Album Review- Mike Patton- The Solitude of Prime Numbers

Mike Patton’s latest work comes in the form of an album entitled The Solitude of Prime Numbers.  Within is music taken from the score of the Italian film La Solitudine dei Numeri Primi, which he scored, and also music inspired by the book of the same name which the film is based on.  Unfortunately, since I have yet to read this highly acclaimed book by Paolo Giordano nor see the film so I can not give you an honest opinion on whether the music does in fact capture the feel of the film and book.  I can, however, let you know that Mike Patton’s work on this release is well worth listening to.

The Solitude of Prime Numbers does what you would think that a movie score should.  It does an excellent job of building and maintaining atmospheres and this score utilizes many abstract sounds and ambient soundscapes to do so.  Also, like a good score there is a good and strong musical theme which starts off the album and continues throughout making appearances here and there to keep everything in check.

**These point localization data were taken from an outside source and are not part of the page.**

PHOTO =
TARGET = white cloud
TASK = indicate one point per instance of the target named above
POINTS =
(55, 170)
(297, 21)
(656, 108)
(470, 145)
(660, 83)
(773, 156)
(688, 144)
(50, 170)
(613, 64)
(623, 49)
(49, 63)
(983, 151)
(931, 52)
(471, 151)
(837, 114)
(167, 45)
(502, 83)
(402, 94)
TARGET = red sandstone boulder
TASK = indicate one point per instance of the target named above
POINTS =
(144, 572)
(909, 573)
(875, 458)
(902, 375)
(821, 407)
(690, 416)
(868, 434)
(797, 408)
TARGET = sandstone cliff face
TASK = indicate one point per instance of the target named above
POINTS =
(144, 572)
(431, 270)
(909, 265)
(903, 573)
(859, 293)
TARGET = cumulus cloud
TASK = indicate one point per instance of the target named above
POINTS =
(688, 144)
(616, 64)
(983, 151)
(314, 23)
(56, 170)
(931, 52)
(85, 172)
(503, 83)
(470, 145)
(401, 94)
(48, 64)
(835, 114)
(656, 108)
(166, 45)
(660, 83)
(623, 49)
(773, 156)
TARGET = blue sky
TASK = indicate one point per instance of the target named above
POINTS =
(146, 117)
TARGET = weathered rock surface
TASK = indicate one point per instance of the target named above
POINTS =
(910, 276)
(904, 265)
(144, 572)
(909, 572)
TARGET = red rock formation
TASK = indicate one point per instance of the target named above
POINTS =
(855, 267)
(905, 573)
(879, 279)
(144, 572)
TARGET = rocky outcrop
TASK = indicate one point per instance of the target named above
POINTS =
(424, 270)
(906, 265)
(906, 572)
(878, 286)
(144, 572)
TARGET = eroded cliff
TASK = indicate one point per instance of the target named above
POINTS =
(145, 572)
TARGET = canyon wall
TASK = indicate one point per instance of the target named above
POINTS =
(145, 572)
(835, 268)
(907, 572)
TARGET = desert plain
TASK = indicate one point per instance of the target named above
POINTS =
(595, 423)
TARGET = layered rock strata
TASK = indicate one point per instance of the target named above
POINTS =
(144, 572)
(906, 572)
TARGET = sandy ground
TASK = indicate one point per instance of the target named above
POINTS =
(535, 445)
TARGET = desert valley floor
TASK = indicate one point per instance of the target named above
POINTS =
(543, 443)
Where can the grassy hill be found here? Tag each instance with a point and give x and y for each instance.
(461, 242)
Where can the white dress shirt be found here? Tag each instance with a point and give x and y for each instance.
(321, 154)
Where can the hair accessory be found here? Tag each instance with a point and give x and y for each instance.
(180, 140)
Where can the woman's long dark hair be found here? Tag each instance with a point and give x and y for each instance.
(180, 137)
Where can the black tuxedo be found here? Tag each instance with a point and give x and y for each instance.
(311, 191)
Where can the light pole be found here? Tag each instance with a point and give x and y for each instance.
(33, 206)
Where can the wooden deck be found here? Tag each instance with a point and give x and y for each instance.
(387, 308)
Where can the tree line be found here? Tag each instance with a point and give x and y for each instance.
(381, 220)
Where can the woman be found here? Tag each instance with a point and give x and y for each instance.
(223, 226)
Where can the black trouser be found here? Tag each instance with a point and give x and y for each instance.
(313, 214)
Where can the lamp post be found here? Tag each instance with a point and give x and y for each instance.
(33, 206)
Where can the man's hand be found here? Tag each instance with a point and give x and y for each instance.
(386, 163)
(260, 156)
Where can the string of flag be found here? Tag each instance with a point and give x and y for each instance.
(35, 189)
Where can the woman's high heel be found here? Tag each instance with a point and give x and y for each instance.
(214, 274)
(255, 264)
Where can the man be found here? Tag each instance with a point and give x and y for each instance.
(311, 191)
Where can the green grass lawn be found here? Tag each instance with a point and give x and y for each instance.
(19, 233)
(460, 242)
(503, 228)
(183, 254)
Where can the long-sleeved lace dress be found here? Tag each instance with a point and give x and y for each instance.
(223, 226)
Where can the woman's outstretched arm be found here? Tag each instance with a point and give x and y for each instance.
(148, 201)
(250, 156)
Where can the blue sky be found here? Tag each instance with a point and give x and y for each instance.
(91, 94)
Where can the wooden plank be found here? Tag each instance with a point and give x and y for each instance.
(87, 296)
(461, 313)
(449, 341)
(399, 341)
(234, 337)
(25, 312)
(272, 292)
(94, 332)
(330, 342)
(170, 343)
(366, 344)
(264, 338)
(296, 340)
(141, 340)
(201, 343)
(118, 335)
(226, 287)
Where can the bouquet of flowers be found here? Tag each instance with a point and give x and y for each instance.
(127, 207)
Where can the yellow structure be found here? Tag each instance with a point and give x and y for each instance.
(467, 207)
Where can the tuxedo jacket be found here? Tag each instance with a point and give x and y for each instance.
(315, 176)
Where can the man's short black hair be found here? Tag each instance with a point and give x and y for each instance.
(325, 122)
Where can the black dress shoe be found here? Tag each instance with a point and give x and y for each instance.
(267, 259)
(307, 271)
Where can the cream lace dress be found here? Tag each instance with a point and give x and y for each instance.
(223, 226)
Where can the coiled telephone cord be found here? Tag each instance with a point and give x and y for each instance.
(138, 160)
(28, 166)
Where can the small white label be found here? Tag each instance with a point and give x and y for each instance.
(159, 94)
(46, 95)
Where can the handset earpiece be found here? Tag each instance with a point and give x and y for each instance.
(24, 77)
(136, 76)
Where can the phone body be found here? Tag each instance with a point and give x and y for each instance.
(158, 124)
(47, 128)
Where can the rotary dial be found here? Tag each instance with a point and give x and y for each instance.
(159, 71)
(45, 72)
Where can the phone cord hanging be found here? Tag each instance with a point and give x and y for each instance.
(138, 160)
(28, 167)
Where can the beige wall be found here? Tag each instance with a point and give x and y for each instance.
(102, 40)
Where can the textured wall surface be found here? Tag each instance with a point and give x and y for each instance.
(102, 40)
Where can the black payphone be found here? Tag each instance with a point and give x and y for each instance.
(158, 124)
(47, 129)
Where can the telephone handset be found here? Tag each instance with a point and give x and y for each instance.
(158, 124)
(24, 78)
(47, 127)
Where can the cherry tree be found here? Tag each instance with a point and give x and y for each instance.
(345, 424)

The music within could be described as haunting and very dreamy.  The various tracks just seem float around as the music passes through open and barren landscapes diving down here and there for a closer look with the occasional melody exploring various and random details.  At times the music is very celestial and at other times there are very Earthen colors.  All in all these different feels and atmospheres never collide and provided a very open and fluent listen.  If you happen to be a fan of Mr. Patton’s work you will find similar feels to his work on Mr. Bungle‘s California and Fantomas Suspended Animation, albeit, greatly toned down and sans vocals with the exception of the trademark, creepy as all hell, Mike Patton child-like “la la la” found in the scores main theme.

If you are already a fan of Mike Patton The Solitude of Prime Numbers is well worth checking out as it carries the stamp of high quality and delightful oddness that is found on everything he does.  It is also great to be able to listen to Mr. Patton’s work from yet another angle as he explores the realm of film.  If you enjoy atmospheric and ambient music you will also appreciate this album with its great pacing and dreamy feel.  I enjoyed listening to this and will pop it in whenever I need some music to completely space out to in solitude with.


About RiffRaff

Just takin' it easy for all you sinners.

Posted on January 12, 2012, in Album Reviews and tagged , , , , , , , . Bookmark the permalink. 2 Comments.

  1. I feel like I should know more about Mike Patton and I am embarrassed that I don’t. I do now, but I have been definitely missing out. Great review, you described the song perfectly. I can imagine what the rest of the score sounds like. Very much worth checking out!

    • Mike Patton is one of those love him or hate him artists. The soundtrack is well worth listening to if that sample track interested you. If you ever decide to start getting into Patton’s work, past all Faith No More, I would recommend checking out California by Mr. Bungle for an intro into his odder side and for something that really shows of his vocal capabilities and is more contemporary, Mondo Cane (which is covers of Italian pop songs from the 50’s and 60’s).
      And don’t be embarrassed, there’s so much out there one’s bound to miss something here and there.